As shown in the figure below, the local regularization component operates at the token level, encouraging controlled entropy along positive trajectories. It uses a time-averaged conditional entropy objective, re-expressed via importance sampling to remain differentiable and computable from the same rollouts used for policy update. This formulation avoids length bias and restricts entropy promotion to correct paths only, ensuring that exploration refines rather than corrupts valid reasoning. The final DSDR objective combines the GRPO policy loss, computed with augmented rewards, and the local entropy regularizer, weighted by the coupling coefficients derived from global diversity.

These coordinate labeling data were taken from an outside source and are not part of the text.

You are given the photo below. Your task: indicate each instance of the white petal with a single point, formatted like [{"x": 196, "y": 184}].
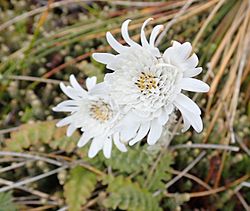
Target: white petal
[
  {"x": 114, "y": 43},
  {"x": 65, "y": 109},
  {"x": 142, "y": 132},
  {"x": 65, "y": 121},
  {"x": 70, "y": 130},
  {"x": 125, "y": 34},
  {"x": 175, "y": 43},
  {"x": 192, "y": 61},
  {"x": 67, "y": 103},
  {"x": 186, "y": 124},
  {"x": 129, "y": 131},
  {"x": 185, "y": 50},
  {"x": 163, "y": 118},
  {"x": 193, "y": 85},
  {"x": 156, "y": 30},
  {"x": 76, "y": 85},
  {"x": 143, "y": 36},
  {"x": 118, "y": 143},
  {"x": 192, "y": 118},
  {"x": 91, "y": 82},
  {"x": 84, "y": 139},
  {"x": 187, "y": 103},
  {"x": 154, "y": 133},
  {"x": 69, "y": 91},
  {"x": 96, "y": 146},
  {"x": 104, "y": 58},
  {"x": 107, "y": 147},
  {"x": 191, "y": 72}
]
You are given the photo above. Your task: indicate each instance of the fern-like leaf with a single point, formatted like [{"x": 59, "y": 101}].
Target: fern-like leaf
[
  {"x": 79, "y": 187},
  {"x": 126, "y": 195},
  {"x": 135, "y": 160},
  {"x": 160, "y": 176},
  {"x": 39, "y": 133}
]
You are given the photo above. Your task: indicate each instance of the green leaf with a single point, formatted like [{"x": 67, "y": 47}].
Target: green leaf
[
  {"x": 135, "y": 160},
  {"x": 39, "y": 133},
  {"x": 127, "y": 195},
  {"x": 79, "y": 187},
  {"x": 161, "y": 176},
  {"x": 6, "y": 202}
]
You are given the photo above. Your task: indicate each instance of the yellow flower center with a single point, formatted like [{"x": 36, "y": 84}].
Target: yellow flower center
[
  {"x": 100, "y": 111},
  {"x": 146, "y": 82}
]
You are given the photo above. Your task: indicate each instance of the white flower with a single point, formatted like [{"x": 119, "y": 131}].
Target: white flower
[
  {"x": 94, "y": 112},
  {"x": 147, "y": 85}
]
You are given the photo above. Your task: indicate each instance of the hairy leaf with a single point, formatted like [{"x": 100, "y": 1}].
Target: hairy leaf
[
  {"x": 79, "y": 187},
  {"x": 127, "y": 195}
]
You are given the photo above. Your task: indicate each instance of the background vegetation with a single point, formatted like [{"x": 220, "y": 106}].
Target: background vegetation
[{"x": 43, "y": 42}]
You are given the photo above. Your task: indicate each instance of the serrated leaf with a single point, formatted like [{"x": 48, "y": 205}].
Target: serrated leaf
[
  {"x": 41, "y": 133},
  {"x": 79, "y": 187},
  {"x": 135, "y": 160},
  {"x": 160, "y": 176},
  {"x": 128, "y": 195}
]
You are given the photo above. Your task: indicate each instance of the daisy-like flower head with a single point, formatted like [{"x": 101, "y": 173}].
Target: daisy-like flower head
[
  {"x": 94, "y": 112},
  {"x": 147, "y": 84}
]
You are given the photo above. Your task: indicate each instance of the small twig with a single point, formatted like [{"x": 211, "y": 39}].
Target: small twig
[
  {"x": 182, "y": 173},
  {"x": 37, "y": 79},
  {"x": 242, "y": 145},
  {"x": 243, "y": 201},
  {"x": 138, "y": 3},
  {"x": 207, "y": 21},
  {"x": 27, "y": 189},
  {"x": 12, "y": 166},
  {"x": 8, "y": 130},
  {"x": 206, "y": 146},
  {"x": 63, "y": 208},
  {"x": 192, "y": 177},
  {"x": 188, "y": 168},
  {"x": 30, "y": 156},
  {"x": 33, "y": 179},
  {"x": 210, "y": 192},
  {"x": 173, "y": 21}
]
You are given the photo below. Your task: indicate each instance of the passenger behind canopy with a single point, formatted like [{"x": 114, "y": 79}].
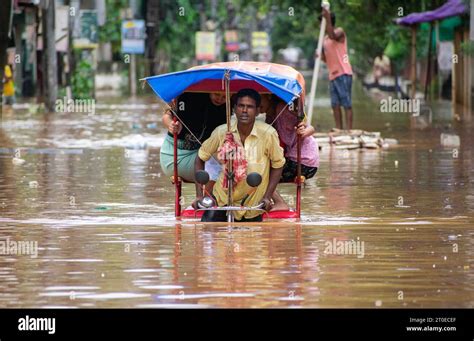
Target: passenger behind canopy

The architecture’s dual-scale design is further visualized in the solution space comparison: while baseline exploration tends to collapse into a single correct mode, DSDR’s coupled regularization expands probability mass around multiple distinct correct trajectories, as indicated by the green arrows and broader basins in the right-hand plot. This structured exploration enables the model to discover diverse reasoning paths without sacrificing correctness, addressing a key limitation of standard RLVR methods.

Experiment
- DSDR consistently outperforms baseline methods (Backbone, GRPO, DAPO) across multiple math reasoning benchmarks and model scales, showing scalable gains in both Pass@1 and Avg@16, indicating improved solution stability and quality.
- The method excels on challenging benchmarks like AIME2024/2025 and Olympiad problems, where multiple valid reasoning paths exist, by preserving informative learning signals and mitigating reward-variance collapse.
- DSDR expands the diversity of correct reasoning trajectories rather than sharpening a single solution, leading to stronger and more reliable Pass@k performance across k values, especially on benchmarks with sparse correct solutions.
- Ablation studies confirm that both global diversity (GD) and global-to-local coupling (GC) are essential: removing either degrades performance, particularly on complex benchmarks, showing their complementary roles in promoting targeted exploration.
- Training dynamics reveal that DSDR maintains balanced exploration—higher entropy without instability—by combining correct-only global diversity with local regularization, preventing mode collapse while sustaining semantic and formula-level diversity.
- Diversity analysis shows DSDR generates responses with broader reasoning strategies without sacrificing correctness, validated by higher diversity scores and pass@32 performance compared to DAPO.
- Hyperparameter sensitivity tests indicate DSDR is stable within moderate regularization ranges, with λℓ = 0.001 and λd = 0.001 yielding optimal and consistent performance across benchmarks.
- Case studies demonstrate DSDR’s ability to produce multiple distinct correct solutions per problem, while DAPO tends toward limited or erroneous reasoning patterns, confirming DSDR’s effectiveness in controlled, correctness-preserving exploration.
The authors use DSDR to enhance mathematical reasoning in large language models by promoting diversity among correct solution trajectories. Results show consistent improvements over baseline methods across multiple benchmarks and model sizes, with gains becoming more pronounced as model capacity increases. Ablation studies confirm that both global diversity and global-to-local coupling are essential for maintaining stable exploration and preventing reward collapse.